Все это было бы не так тревожно, если бы описания не столь совпадали между собой. Здесь же случилось так, что все свидетельства имели несколько совпадающих пунктов; утверждали, в частности, что существа имеют вид огромных, светло-красных крабов с многочисленными парами конечностей и двумя большими крыльями на спине, напоминающими крылья летучих мышей. Порой они ходили на всех ногах, а иногда только на самой задней паре, используя передние для перемещения крупных объектов неопределенной природы. Однажды их видели в большом числе, причем целая группа этих созданий шествовала вдоль мелкого лесного ручья по трое в ряд, представляя собой явно организованную единицу. Однажды — ночью — видели летящую особь. Она взлетела с вершины одинокого лысого холма и исчезла в небе после того, как ее гигантские хлопающие крылья на мгновение полностью закрыли диск полной луны.
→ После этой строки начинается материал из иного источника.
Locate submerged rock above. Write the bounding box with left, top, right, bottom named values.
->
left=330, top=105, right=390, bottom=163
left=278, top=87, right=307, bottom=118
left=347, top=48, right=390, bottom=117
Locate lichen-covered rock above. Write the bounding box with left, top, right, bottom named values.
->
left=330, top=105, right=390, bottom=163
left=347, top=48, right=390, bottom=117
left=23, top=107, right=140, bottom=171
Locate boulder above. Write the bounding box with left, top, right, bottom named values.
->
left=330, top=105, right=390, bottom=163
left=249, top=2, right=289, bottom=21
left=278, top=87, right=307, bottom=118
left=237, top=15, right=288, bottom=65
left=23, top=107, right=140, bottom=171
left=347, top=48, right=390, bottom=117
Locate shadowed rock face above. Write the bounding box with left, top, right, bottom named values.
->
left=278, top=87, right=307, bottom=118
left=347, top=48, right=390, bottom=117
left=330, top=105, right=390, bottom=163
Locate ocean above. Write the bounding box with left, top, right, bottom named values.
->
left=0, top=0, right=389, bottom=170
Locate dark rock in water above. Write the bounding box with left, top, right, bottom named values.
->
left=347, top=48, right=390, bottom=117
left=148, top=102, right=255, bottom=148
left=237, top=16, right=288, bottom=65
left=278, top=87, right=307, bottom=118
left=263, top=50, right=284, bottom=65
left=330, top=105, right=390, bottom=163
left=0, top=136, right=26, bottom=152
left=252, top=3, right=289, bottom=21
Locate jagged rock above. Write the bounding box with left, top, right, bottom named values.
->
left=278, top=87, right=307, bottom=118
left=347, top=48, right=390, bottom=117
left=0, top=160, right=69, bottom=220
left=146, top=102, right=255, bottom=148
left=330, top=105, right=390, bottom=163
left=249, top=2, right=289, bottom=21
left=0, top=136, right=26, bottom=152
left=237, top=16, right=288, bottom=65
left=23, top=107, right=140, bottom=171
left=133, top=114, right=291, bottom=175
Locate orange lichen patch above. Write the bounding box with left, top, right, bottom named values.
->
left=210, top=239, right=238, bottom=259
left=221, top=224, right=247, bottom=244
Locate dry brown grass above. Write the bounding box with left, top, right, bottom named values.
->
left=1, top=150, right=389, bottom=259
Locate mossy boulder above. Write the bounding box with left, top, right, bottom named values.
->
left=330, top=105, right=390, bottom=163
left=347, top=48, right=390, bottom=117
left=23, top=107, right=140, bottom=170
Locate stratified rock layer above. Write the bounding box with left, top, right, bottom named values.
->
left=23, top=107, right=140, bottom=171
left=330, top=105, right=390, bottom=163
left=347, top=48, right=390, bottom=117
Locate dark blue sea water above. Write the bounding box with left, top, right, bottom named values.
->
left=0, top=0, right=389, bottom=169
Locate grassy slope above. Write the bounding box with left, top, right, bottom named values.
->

Эти существа в большинстве случаев, казалось, не вмешивались в дела людей. Порой же на них возлагали ответственность за исчезновение искателей приключений — в особенности тех, кто строил себе дома слишком близко от некоторых долин или слишком высоко на некоторых холмах. Многие места в силу этого издревле считались нежелательными для поселения. Люди с дрожью смотрели на крутые откосы соседних холмов, хотя уже давно забылось, сколько жителей пропало без следа и сколько фермерских домов, стоявших у подножия этих угрюмых, зеленых стражей, сгорело дотла.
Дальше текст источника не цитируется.